La mossa passiva del preflop genera un'azione insolita, per cui anche se viziata da un errore iniziale (perchè di errore si tratta) la mano diventa simpatica nelle street successive.
Preflop: i motivi per rilanciare non sono "lo dice la chart", bensì:
- contro il range di MP1 siamo in vantaggio, quindi far finire subito altri soldi nel piatto fa si che di quei soldi ne spettino di più a noi che a lui.
Questo è il famoso Equity Edge che si diceva anche in altri mani.
- giocare la nostra coppia oop contro due possibili oc di MP1 è già abbastanza, meglio non far restare in gioco BB che forse ha un'altra oc o forse due random che centrano l'impossibile al flop e non possiamo leggerlo.

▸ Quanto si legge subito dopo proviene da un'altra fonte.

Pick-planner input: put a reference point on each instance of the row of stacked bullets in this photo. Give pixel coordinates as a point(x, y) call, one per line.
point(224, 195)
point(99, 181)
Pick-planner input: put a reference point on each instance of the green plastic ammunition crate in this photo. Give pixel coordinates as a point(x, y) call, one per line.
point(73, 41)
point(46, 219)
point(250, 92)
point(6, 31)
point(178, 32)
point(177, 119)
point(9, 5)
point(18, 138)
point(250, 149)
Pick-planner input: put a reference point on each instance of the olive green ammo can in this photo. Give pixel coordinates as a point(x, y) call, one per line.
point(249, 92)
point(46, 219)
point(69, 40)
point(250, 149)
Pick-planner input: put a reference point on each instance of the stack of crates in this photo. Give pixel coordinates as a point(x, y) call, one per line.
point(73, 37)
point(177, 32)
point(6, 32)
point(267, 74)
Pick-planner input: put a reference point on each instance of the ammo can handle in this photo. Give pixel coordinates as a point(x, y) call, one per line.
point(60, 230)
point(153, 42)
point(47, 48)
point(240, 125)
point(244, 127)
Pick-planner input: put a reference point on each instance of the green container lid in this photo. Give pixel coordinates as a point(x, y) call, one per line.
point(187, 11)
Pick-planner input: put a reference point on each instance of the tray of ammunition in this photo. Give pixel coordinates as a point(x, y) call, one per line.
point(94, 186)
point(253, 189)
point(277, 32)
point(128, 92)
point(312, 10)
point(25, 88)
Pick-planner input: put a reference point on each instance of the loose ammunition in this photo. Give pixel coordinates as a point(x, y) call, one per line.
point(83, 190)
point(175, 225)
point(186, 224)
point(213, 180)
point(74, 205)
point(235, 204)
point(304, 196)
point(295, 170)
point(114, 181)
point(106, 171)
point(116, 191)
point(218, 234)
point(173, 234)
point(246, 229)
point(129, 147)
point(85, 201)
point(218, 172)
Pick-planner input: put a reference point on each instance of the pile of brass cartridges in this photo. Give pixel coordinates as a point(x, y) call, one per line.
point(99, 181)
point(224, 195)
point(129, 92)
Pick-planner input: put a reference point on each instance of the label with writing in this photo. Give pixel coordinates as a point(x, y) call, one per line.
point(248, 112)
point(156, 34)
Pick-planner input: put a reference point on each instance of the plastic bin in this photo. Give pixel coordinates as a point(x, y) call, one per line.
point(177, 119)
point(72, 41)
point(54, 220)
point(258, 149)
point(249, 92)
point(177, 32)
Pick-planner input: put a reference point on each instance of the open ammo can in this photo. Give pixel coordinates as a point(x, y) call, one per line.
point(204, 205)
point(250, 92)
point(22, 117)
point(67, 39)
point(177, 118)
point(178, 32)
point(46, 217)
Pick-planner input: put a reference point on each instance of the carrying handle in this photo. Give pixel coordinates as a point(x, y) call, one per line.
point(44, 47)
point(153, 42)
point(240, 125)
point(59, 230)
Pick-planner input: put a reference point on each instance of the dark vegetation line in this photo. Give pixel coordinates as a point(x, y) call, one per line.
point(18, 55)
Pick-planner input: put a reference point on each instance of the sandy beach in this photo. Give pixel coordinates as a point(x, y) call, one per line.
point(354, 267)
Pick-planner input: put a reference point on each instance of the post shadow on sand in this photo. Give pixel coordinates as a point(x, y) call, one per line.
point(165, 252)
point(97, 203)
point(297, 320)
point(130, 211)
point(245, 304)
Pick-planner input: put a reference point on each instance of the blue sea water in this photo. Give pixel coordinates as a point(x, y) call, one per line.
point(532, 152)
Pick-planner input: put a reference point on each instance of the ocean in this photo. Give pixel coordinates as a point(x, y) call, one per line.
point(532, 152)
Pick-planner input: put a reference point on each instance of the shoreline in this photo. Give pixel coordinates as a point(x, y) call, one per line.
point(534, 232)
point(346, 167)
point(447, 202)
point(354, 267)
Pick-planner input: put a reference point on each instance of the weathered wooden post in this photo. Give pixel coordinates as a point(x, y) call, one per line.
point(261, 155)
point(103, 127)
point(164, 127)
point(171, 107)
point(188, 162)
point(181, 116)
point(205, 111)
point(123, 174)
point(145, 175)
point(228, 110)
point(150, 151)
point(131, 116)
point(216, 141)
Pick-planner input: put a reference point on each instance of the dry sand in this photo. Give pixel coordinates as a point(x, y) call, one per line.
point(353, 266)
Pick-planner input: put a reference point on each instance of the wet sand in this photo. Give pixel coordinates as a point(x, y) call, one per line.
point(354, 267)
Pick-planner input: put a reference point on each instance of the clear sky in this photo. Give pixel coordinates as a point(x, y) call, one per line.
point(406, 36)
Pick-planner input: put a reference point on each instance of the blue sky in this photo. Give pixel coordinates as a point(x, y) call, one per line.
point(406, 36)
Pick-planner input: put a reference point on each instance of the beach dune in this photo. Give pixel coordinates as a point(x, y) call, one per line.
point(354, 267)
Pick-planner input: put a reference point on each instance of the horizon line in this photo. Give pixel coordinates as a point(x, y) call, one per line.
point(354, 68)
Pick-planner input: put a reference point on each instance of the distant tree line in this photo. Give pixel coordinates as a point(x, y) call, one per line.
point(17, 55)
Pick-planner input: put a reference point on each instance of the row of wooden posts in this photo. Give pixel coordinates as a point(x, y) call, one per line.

Questo call abbassa la nostra Eq e quindi il nostro guadagno.
Dato il flop puntare è l'unica alternativa.
Però cosa faresti se il flop fosse lo stesso ma con un K al posto del 4?
Bet, c/f, c/c o additrittura c/r?
Turn: qui vengono al pettine tutti i nodi che non abbiamo sciolto in precedenza!
Giustamente puntiamo, il suo raise potrebbe essere un semi-bluff, una mano forte o persino può pensare di fare un value-raise con semplice TP!
Questo perchè pensa di avere una fold equity che in realtà non ha, ovvero pensa che potremmo avere una mano che folderemmo, dato il nostro semplice complete preflop, che può essere fatto con un range molto ampio ma privo di monster.
Date tutte queste considerazoni la 3bet non è sbagliata, sarebbe come un bet/3bet flop, solo che ritardato a causa delle giocate passive sulle street precedenti.
Nel momento in cui giochiamo la 3bet al turn, dovremmo continuare a puntare al river.